Proposal - Run internal review-apps manually
Context
We recently discussed the possibility of running review-apps manually (see slack discussion - internal), and I want to extend this discussion to a wider audience to make an informed decision.
Why this proposal? (as of 2023-09-14)
Engineering Productivity team is spending a lot of time/energy on keeping the GKE review-apps cluster stable and up-to-date (see the known incidents we have in our review-apps RUNBOOK), potentially for a lot of review-apps that are left unused (we do not yet have metrics on the review-apps usage - see the Open questions question 2. below)

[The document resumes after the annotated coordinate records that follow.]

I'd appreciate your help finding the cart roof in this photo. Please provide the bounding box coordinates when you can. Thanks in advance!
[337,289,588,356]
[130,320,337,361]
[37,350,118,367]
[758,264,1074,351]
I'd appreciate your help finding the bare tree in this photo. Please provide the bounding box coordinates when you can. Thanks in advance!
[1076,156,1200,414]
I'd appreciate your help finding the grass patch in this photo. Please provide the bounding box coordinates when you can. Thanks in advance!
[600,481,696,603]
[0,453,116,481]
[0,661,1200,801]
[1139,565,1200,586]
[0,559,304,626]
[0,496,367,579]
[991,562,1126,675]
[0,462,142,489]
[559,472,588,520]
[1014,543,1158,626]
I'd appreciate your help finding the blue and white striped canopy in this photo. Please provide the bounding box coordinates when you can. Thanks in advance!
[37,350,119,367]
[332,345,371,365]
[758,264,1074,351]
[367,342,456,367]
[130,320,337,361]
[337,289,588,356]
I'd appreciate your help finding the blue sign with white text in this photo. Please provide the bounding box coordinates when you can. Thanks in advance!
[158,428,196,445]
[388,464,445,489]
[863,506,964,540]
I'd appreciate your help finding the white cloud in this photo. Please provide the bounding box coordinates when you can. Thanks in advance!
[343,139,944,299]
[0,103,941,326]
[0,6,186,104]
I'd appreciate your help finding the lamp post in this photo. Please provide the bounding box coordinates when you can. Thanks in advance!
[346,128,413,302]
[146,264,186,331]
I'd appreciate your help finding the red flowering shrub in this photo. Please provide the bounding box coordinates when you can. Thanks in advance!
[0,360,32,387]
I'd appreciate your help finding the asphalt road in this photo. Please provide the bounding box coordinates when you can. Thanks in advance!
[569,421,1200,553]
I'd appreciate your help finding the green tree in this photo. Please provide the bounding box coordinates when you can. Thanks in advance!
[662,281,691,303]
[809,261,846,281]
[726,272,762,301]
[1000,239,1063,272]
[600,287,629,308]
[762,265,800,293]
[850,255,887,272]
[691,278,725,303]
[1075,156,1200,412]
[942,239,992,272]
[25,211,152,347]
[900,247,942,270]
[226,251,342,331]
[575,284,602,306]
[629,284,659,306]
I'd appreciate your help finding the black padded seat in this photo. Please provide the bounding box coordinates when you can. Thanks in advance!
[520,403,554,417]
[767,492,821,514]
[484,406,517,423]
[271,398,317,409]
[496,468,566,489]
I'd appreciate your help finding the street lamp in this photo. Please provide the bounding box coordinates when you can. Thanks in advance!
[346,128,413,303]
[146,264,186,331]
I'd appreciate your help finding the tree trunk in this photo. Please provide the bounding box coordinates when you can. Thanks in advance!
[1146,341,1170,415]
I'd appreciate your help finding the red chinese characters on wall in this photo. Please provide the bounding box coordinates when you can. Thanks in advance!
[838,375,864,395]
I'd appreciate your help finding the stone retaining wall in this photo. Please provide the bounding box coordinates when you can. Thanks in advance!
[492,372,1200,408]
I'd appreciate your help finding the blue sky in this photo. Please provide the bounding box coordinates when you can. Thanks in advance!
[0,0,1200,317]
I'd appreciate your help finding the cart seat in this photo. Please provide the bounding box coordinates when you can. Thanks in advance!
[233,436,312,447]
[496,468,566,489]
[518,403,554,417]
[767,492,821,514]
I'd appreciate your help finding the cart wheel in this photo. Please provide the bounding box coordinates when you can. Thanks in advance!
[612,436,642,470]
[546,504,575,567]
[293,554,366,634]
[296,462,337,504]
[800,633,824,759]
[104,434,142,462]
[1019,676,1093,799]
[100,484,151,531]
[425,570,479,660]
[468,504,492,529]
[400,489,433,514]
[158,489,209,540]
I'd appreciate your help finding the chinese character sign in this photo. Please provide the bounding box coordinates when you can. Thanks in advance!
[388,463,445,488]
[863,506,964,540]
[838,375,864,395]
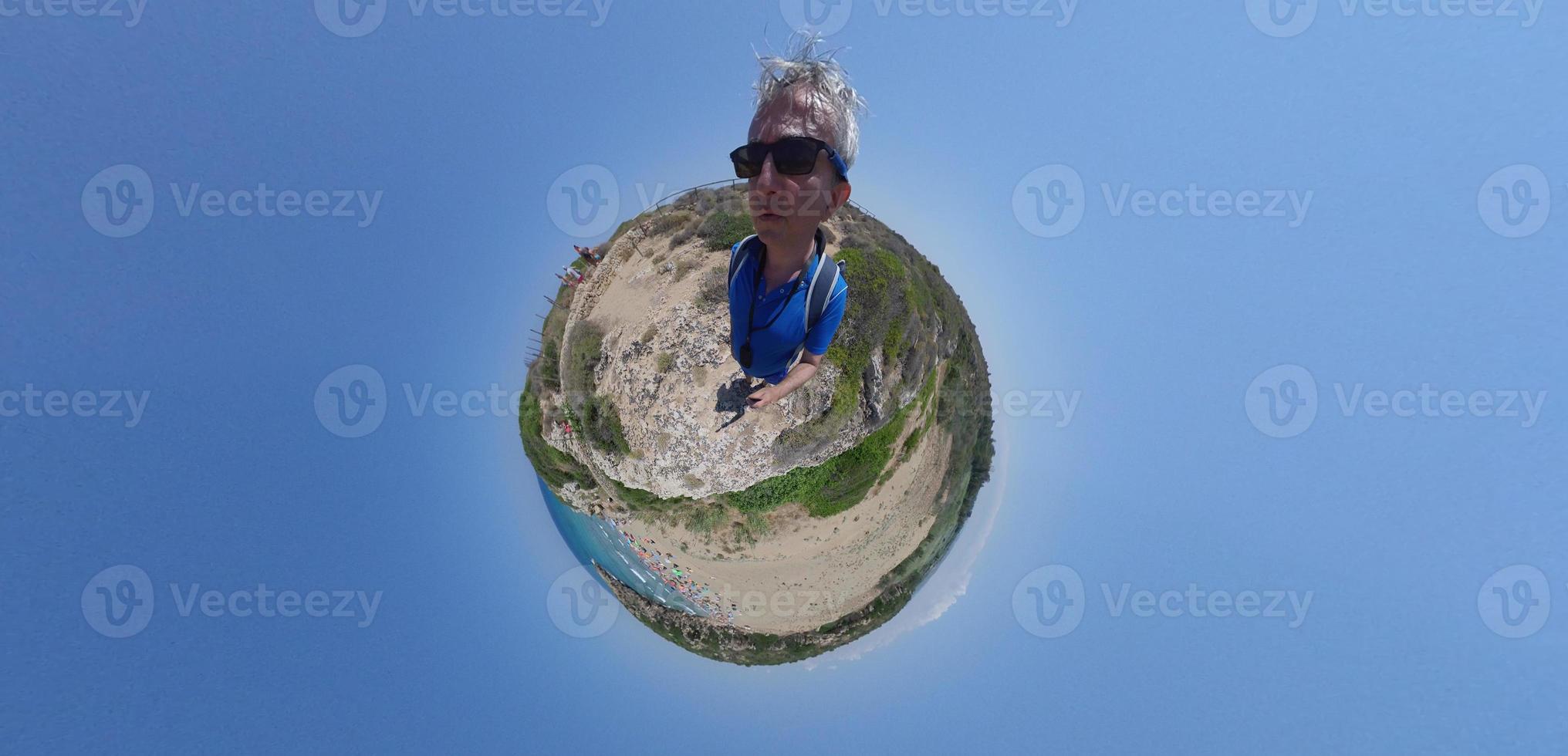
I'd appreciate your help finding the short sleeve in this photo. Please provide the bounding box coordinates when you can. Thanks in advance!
[806,276,850,355]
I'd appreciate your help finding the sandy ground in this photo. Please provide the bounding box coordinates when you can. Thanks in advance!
[546,207,951,635]
[623,363,951,635]
[546,210,901,499]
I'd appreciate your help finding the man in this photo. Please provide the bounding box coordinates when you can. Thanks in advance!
[729,35,866,408]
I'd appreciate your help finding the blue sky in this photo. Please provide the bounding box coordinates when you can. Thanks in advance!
[0,0,1568,753]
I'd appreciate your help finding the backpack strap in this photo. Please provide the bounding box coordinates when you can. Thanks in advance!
[728,234,757,285]
[806,254,843,332]
[786,252,843,370]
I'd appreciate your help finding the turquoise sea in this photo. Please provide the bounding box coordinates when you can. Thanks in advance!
[535,475,708,616]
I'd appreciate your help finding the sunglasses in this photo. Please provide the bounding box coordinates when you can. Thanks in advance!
[729,137,850,181]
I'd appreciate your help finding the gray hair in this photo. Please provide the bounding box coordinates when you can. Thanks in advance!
[752,30,867,168]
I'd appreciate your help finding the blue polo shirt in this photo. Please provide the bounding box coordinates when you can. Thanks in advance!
[729,231,850,383]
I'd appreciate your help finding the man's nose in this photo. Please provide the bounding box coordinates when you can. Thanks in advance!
[755,154,782,191]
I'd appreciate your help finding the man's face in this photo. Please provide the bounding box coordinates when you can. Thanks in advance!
[746,86,850,245]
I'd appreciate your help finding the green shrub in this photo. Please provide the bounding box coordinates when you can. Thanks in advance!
[696,210,755,249]
[561,320,603,401]
[518,378,599,488]
[725,398,908,518]
[696,264,729,309]
[583,393,632,457]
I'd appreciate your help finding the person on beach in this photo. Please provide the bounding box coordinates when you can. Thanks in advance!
[729,33,866,408]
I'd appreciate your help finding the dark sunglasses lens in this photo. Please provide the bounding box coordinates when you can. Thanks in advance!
[773,140,819,176]
[729,144,762,179]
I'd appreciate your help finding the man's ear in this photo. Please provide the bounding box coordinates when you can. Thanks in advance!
[828,179,850,215]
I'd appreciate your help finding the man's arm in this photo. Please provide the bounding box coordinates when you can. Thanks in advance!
[746,351,822,410]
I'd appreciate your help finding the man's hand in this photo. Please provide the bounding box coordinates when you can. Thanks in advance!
[746,386,786,410]
[746,359,822,410]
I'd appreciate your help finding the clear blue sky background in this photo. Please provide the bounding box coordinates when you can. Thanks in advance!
[0,0,1568,753]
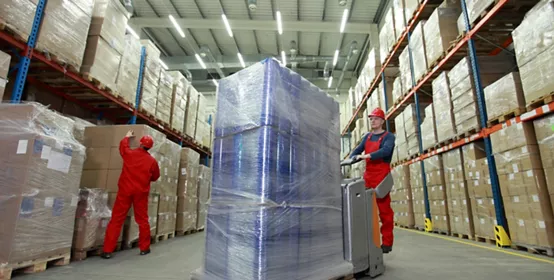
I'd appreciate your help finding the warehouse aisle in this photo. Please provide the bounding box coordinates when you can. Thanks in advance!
[13,229,554,280]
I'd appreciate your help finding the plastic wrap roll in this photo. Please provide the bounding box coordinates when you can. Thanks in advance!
[194,59,352,279]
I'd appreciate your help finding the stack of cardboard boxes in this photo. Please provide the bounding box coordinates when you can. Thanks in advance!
[175,148,200,233]
[490,123,554,248]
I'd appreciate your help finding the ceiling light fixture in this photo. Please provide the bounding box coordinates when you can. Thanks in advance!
[169,15,185,38]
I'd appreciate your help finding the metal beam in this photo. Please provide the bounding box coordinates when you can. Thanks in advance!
[129,17,374,34]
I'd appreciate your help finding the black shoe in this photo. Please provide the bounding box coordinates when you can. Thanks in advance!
[100,252,112,260]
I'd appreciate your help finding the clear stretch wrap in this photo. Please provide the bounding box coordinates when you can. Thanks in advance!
[423,4,461,65]
[73,188,112,251]
[490,123,554,248]
[379,8,396,64]
[0,103,85,264]
[115,34,140,104]
[484,72,525,120]
[195,59,353,280]
[408,20,428,82]
[88,0,129,54]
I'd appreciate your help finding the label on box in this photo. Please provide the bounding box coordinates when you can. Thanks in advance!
[15,140,29,155]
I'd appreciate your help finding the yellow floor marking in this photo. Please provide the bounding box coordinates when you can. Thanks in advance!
[396,227,554,264]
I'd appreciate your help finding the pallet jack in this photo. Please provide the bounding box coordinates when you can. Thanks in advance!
[340,159,388,278]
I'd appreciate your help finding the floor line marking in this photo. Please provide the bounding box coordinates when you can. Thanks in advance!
[397,227,554,264]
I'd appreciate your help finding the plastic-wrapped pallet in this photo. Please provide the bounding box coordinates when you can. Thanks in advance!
[195,59,353,280]
[390,165,415,228]
[422,155,450,233]
[0,103,85,266]
[115,34,144,104]
[408,20,428,82]
[490,123,554,248]
[512,0,554,104]
[442,149,475,237]
[423,4,462,66]
[484,72,525,121]
[175,148,200,234]
[379,8,396,64]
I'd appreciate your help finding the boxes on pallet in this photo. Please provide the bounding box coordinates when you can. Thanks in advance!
[490,123,554,248]
[423,4,462,66]
[391,165,415,228]
[442,149,475,238]
[484,72,525,121]
[379,8,396,64]
[175,148,200,232]
[115,34,144,104]
[0,103,85,265]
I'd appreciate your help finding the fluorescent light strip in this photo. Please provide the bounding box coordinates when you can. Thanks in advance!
[340,9,348,33]
[194,53,207,69]
[237,53,246,68]
[221,14,233,37]
[276,11,283,35]
[169,15,185,38]
[125,25,140,40]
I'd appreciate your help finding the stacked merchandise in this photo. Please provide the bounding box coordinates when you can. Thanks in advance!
[490,123,554,248]
[80,0,129,91]
[462,141,496,240]
[72,188,112,260]
[512,0,554,105]
[196,165,212,230]
[175,148,200,234]
[115,34,142,104]
[484,72,525,121]
[409,163,426,229]
[421,104,437,151]
[442,149,475,238]
[422,155,450,234]
[195,59,353,279]
[390,165,415,228]
[168,71,190,133]
[0,103,85,266]
[433,72,456,143]
[533,115,554,209]
[379,8,396,64]
[448,55,515,135]
[0,51,12,102]
[140,40,162,116]
[156,69,173,126]
[422,3,462,66]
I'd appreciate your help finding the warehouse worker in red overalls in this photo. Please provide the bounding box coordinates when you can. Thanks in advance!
[102,131,160,259]
[350,108,395,254]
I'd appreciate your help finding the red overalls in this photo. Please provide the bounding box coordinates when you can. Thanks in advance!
[364,132,394,246]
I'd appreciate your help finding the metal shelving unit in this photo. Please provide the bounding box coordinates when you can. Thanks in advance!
[0,3,211,158]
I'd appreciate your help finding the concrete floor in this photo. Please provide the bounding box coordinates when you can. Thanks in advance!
[13,229,554,280]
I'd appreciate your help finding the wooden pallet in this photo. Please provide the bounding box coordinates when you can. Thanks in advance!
[512,243,554,257]
[487,108,525,127]
[0,248,71,280]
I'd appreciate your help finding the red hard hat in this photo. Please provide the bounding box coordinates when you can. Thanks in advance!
[140,135,154,149]
[369,108,385,119]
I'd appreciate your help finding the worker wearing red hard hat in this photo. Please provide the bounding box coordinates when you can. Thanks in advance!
[102,131,160,259]
[350,108,395,253]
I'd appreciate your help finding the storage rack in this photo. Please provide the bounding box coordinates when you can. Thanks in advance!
[342,0,554,246]
[0,0,211,159]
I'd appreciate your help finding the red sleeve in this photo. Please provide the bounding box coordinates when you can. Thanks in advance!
[150,160,160,182]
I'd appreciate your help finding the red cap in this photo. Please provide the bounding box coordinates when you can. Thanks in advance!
[140,135,154,149]
[369,108,385,119]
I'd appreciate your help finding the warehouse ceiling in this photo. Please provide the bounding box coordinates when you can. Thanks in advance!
[126,0,387,94]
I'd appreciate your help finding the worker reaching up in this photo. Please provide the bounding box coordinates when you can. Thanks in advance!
[102,131,160,259]
[350,108,395,253]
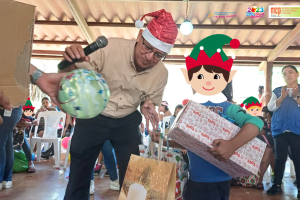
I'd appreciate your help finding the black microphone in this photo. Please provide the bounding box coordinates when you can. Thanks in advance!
[57,36,108,70]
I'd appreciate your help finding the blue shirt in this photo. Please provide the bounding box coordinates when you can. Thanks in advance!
[271,85,300,137]
[188,101,263,182]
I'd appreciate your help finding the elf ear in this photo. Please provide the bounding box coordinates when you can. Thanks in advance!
[180,68,191,85]
[228,70,237,83]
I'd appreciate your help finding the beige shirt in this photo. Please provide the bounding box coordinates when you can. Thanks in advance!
[76,38,168,118]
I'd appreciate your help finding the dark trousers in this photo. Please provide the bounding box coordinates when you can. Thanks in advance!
[183,179,231,200]
[274,132,300,189]
[64,111,142,200]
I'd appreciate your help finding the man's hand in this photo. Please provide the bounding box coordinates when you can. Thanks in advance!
[141,100,160,140]
[208,139,235,161]
[63,44,90,62]
[0,91,12,110]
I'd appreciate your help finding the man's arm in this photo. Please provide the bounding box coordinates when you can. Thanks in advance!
[267,92,283,112]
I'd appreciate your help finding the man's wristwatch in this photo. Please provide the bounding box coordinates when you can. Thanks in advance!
[30,69,43,85]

When are review-apps automatically deployed?
- Review Apps are automatically deployed:
- on review-related CI changes
- on frontend config changes
- on
qa/changes - when the pipeline:run-review-app label is set
- Review-apps are currently blocking. This means that every time a review-app isn't properly deployed, we are blocking an MR from being merged.
- A review-app child pipeline takes around 40min to finish.
When are E2E tests run?
We are currently running E2E tests on review-apps, GDK and Omnibus.
On review-apps
We are automatically running E2E on review-apps for those jobs:
-
review-qa-smoke: always run in MRs -
review-qa-blocking-parallel: always run in MRs
On other platforms
The other platforms are GDK and Omnibus. and For instance, see the GDK QA jobs:
-
gdk-qa-smokeare always run -
gdk-qa-reliableare always run, but allowed to fail for the time being (this will probably change soon though) -
gdk-qa-non-blockingare run manually, and allowed to fail
The rules for omnibus package-and-test child pipelines are fairly complex to parse, so I won't detail them there.
The main takeaway is that we are testing the application via E2E tests in various places already.
Goal
Discuss with EP/Quality how the review-apps are currently used, and whether it would be a good idea to switch them from running automatically in MRs to manually (i.e. click on the start-review-app-pipelines trigger job in the UI, or use the pipeline:run-review-app label on the MR).
Open questions
- How relevant are E2E tests ran against review-apps? Do we use this data a lot?
- How many people do rely on review-apps? (I don't think we have a lot of data on this, although it's probably something we could extract from the GCP logs?)
For 2., I also think having a manual job and the pipeline:run-review-app label would be sufficient in practice.